L’INDUSTRIA NAUTICA È UN SETTORE GLOBALE CHE RICHIEDE REGOLE GLOBALI, QUALSIASI ALTERNATIVA PRODURREBBE UN MOSAICO DI REGIMI DI RIDUZIONE DELLA CO2 PARTICOLARMENTE CAOTICO.
Purtroppo rischiamo di essere vittime del greenwashing. Alcune aziende pensano che basti far finta di dimostrare un attaccamento all’ambiente e al pianeta per guadagnare punti in reputazione e immagine aziendale. Una pratica ingannevole, usata come strategia di marketing per dimostrare un finto impegno nei confronti dell’ambiente con l’obiettivo di catturare quei consumatori attenti alla sostenibilità. Le linee guida per l’utilizzo di environmental marketing claims impongono alle aziende chiarezza e trasparenza nel definire entità e portato del proprio impegno.
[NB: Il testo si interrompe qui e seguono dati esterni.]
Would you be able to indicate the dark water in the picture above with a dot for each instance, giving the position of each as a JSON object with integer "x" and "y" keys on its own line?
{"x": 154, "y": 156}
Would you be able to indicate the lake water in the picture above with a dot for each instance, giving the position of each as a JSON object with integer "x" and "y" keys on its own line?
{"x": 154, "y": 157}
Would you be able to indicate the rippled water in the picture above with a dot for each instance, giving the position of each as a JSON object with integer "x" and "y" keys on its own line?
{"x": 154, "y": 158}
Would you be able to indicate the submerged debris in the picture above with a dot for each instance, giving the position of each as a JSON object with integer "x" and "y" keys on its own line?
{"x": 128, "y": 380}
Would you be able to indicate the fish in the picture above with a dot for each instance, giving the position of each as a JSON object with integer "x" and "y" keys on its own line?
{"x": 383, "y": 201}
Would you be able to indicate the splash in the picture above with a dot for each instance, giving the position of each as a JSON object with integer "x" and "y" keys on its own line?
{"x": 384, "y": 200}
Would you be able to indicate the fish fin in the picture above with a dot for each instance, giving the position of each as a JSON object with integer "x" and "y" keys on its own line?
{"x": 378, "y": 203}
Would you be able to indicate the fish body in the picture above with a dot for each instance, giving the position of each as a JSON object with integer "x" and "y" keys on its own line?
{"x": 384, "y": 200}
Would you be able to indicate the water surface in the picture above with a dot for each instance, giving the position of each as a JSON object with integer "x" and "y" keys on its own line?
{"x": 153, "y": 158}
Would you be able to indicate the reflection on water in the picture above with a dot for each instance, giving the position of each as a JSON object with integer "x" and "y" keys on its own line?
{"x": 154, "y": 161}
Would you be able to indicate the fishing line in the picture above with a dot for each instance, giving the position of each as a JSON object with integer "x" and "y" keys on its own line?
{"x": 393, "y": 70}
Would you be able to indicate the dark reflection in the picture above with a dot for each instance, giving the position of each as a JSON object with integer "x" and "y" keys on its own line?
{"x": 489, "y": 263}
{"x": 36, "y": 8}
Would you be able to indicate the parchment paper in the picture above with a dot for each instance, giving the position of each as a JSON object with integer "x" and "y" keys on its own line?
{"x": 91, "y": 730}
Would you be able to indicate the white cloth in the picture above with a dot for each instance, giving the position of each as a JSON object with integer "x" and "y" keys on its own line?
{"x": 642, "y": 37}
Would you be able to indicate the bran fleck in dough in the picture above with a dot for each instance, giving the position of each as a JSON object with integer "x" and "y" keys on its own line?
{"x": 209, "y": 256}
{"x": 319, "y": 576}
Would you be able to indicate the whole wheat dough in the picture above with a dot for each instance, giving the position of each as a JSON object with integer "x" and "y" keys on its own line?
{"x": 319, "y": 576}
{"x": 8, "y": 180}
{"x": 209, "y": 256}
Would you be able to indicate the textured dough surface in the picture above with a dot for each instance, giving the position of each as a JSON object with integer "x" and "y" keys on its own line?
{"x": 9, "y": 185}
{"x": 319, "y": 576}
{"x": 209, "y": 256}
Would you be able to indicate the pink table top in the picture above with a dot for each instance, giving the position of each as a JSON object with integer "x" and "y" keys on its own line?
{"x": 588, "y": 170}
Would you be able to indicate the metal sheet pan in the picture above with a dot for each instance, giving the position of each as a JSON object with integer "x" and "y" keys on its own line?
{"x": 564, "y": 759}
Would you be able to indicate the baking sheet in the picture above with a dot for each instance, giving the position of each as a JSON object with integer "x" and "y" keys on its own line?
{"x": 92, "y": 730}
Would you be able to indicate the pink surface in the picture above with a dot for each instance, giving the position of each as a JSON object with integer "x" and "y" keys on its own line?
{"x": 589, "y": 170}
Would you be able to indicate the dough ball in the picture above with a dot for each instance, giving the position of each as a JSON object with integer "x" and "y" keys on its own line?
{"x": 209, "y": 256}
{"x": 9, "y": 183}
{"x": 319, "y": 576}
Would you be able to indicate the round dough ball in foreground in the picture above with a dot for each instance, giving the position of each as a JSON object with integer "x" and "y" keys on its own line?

Nella nautica il fenomeno è ancora poco diffuso, il pericolo è che gli utenti potrebbero essere illusi da messaggi che confliggono con la realtà delle cose. L’industria nautica si deve attrezzare per comunicare correttamente i valori della sua attività, anche difendendo posizioni che, apparentemente, possonosembrare non in linea con il dibattito corrente sulla difesa del pianeta.